Object Relations Theory has specific names for these types of interactions. ORT states that in this early relationship with your father, you create an internal representation of your father, an object to which you relate in a certain way. ORT states that even after the real flesh and blood father of yours no longer relates to you in the same way, or dies, or changes his interpersonal approach, you still have an internalized representation of him which you interact with every time you meet an older authoritative man who fits the same personality characteristics as your father. At critical developmental times in your early childhood you are collecting scores of these internalized objects based on your early interactions with caregivers and friends, and these objects come to shape and inform the patterns of behavior that are available to you in interacting with new people. It is as if you are confined to relating to new people in a pre-limited set of ways, determined by the number and nature of your early caregiver objects which you have internalized.

To take Object Relations Theory a step further, Quatman goes on to state that not only do we internalize the way in which we were treated by our early caregivers, but rather “we internalize both sides of the emotional interaction in a way we don’t really do as adults” (p. 107). In the case of the emotionally cold father, as a young child you would not just internalize the object of a distant father figure; you would internalize the entire interpersonal landscape of the situation. What this means is that later in life this internalized father-interaction object could influence your relational skills in a number of ways. You could harken back to the small child yearning for his father’s affection, and seek out older men to mentor you who are similarly distant. Or, the internalized object of this interaction could cause you to become the very emotionally cold and distant father figure to someone else. Further, you may come to believe that the dynamics of your father/son, older wise man/younger mentor child dyad from your early childhood is the standard or default way for fathers and sons to interact. You might unconsciously select to replay different aspects of the father/son pair, and because you have internalized the whole dyad, and not just your role in it, this internalized object can have a wide range of influences on your later life.

Quatman writes about the important difference between early interpersonal interactions and later adult ones by writing “as little people, we absorb experience rather than studying it” (p. 108). That is to say, we absorb our representations of these earliest interpersonal experiences without discrimination – we don’t yet have the critical reasoning skills to decide whether this is an acceptable interpersonal dynamic to internalize. It just happens to us, and then we wake up sometime later in middle adulthood in the midst of these mysterious interpersonal currents wondering why we always end up with a certain type of woman, or end up in certain types of arguments with our bosses, or always seem to treat our friends in a certain way. These influences are powerful, often hidden under layers of unconscious armor, and we have no real say in the matter of which objects we internalize.

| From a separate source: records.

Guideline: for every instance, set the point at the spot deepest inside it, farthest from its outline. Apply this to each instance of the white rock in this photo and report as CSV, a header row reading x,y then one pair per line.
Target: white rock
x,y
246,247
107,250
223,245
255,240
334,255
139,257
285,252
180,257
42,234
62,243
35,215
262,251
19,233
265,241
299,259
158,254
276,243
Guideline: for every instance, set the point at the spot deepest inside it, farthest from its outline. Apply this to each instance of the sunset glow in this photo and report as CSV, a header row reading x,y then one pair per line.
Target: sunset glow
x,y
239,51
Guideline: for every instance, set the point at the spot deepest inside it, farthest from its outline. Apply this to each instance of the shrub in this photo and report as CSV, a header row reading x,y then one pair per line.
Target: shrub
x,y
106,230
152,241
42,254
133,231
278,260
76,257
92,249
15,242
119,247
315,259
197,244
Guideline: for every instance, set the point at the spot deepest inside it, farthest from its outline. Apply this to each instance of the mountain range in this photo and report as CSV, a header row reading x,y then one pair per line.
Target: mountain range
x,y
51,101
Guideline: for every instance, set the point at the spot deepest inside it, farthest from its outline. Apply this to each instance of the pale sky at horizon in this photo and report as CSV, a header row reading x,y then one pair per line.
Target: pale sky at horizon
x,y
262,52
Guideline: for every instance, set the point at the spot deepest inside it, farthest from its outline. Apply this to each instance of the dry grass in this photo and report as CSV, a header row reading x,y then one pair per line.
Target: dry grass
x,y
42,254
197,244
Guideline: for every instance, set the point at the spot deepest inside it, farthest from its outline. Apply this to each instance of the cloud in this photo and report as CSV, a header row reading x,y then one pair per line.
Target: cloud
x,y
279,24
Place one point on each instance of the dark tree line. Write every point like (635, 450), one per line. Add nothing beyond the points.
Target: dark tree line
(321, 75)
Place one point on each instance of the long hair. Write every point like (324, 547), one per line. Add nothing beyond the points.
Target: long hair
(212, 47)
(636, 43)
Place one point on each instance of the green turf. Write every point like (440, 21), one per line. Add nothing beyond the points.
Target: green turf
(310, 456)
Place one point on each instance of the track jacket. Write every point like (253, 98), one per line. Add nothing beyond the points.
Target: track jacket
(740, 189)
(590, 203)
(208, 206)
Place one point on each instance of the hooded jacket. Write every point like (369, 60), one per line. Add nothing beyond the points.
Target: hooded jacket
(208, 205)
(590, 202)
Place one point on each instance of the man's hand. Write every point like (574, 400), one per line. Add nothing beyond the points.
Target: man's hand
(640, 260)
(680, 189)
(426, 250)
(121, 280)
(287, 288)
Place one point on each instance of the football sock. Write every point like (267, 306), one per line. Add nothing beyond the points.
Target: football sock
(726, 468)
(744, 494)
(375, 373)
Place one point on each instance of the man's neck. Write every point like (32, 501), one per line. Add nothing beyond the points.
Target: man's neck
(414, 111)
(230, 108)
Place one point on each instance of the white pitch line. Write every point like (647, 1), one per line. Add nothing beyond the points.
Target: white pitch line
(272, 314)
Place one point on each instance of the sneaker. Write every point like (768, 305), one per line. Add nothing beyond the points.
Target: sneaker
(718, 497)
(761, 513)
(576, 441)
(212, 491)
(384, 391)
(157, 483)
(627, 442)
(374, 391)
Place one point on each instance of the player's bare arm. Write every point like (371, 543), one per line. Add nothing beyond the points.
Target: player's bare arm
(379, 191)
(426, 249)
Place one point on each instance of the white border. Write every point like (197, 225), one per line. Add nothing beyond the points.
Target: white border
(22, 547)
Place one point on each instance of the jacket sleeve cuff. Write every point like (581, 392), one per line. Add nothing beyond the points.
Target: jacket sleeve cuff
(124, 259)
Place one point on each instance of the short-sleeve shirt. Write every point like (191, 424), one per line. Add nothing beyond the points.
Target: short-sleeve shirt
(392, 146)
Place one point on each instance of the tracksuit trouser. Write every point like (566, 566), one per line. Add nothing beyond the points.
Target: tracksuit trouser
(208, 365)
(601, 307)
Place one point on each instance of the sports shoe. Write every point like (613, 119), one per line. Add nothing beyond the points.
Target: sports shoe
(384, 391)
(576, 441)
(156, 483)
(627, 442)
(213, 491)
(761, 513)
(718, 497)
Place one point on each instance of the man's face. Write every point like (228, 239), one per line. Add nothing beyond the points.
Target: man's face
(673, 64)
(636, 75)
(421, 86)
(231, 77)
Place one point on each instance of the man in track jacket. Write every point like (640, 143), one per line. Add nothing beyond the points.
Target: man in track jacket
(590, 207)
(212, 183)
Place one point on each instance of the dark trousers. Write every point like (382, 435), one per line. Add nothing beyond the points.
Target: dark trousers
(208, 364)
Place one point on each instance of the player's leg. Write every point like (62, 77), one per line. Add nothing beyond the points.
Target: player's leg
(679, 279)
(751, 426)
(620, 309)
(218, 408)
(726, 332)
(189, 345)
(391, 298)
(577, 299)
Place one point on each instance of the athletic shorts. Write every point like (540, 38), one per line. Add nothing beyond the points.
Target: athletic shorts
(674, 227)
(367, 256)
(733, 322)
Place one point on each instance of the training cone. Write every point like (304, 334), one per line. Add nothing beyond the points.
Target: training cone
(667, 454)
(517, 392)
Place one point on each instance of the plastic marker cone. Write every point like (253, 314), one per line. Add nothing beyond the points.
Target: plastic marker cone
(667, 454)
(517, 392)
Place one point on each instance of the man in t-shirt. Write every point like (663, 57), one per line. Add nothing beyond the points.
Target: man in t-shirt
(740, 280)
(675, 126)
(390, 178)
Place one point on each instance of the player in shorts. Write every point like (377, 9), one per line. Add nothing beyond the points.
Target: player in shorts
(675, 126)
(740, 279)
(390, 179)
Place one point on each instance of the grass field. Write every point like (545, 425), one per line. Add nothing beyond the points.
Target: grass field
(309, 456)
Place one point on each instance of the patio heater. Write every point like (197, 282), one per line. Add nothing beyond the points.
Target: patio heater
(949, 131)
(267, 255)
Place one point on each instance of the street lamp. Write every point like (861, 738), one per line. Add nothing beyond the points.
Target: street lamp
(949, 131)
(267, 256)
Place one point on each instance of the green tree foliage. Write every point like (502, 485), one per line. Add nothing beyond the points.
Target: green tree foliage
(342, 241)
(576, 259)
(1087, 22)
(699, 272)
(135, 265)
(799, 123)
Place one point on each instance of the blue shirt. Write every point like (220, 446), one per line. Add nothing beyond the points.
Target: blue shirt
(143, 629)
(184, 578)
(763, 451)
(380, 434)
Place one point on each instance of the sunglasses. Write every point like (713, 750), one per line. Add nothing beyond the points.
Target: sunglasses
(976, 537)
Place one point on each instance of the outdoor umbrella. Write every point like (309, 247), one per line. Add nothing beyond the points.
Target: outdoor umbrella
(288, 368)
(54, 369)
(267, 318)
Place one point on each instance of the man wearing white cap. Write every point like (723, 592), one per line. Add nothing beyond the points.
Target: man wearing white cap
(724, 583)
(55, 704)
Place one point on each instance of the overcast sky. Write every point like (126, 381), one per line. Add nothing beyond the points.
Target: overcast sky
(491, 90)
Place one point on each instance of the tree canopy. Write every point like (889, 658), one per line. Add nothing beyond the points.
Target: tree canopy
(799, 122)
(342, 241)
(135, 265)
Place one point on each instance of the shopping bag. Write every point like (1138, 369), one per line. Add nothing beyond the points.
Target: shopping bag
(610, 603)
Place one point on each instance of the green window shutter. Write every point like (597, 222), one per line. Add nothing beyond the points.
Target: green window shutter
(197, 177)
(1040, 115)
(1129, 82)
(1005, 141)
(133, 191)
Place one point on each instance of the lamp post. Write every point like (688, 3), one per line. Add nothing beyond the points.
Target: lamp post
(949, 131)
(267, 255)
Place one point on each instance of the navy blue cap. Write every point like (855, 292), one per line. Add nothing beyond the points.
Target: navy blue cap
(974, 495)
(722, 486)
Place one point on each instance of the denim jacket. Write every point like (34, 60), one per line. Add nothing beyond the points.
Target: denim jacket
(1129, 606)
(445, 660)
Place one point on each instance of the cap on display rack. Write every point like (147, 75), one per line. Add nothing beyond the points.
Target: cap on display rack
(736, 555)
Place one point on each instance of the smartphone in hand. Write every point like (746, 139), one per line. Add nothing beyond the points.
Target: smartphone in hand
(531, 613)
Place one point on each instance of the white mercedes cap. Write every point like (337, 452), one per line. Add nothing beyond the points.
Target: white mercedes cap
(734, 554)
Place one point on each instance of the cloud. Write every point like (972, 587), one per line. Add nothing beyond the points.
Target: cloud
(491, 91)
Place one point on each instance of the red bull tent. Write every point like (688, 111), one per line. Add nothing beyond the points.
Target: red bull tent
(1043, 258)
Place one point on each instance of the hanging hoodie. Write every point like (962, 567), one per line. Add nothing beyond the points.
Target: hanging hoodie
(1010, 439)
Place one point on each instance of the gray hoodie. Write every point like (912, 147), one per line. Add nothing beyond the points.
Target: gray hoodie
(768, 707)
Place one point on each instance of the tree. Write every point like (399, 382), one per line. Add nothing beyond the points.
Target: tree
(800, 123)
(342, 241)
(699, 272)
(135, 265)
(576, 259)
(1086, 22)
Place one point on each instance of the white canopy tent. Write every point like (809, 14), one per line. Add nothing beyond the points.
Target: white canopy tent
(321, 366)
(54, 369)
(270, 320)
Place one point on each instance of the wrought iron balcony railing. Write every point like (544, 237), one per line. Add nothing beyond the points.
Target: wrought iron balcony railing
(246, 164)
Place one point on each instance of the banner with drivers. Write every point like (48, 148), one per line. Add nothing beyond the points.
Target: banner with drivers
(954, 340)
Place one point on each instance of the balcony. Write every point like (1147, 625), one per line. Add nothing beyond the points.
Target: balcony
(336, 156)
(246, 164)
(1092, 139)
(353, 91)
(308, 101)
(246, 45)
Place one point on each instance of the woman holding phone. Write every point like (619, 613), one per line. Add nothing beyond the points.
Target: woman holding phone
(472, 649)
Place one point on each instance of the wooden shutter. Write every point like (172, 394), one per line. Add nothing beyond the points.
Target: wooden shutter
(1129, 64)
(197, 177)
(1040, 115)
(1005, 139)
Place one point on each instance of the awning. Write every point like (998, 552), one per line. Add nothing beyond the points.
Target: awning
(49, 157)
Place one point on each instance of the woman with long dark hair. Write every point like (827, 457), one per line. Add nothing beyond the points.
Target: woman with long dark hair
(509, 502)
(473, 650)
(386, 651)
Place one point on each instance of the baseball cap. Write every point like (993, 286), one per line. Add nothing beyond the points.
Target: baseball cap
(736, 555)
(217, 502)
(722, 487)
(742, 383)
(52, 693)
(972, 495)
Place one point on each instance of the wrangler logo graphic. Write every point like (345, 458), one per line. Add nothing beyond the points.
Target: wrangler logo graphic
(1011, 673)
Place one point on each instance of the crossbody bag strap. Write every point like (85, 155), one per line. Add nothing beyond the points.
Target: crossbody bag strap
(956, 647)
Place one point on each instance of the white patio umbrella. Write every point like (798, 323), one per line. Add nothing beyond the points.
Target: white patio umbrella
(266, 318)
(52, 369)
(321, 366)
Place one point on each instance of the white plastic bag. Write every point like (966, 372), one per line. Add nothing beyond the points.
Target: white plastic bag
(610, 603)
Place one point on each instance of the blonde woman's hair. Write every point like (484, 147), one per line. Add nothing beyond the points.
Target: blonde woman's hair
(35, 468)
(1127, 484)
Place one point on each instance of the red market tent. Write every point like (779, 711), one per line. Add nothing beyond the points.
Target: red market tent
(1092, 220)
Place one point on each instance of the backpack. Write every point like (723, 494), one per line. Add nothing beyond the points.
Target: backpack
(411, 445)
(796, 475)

Important to remember through all of this is that this whole process happens on an unconscious level. We do not intend to internalize certain object relation pairs in early childhood, and later in life, we have little to no control over how these internalized objects influence our interpersonal life. Perhaps the only freedom we do have in our predicament is the freedom to explore and learn and understand more about our relational landscape so we are not left in the dark as much. It is an interesting and often difficult process to wake up to these unconscious habits and patterns, and to realize that powerful shaping forces have been at work in our lives without even realizing it. Understanding, or insight into these dynamics in ourselves can provide some level of freedom of choice, we can see the relational patterns for what they are, just patterns, and begin to carve new grooves in the way we navigate life.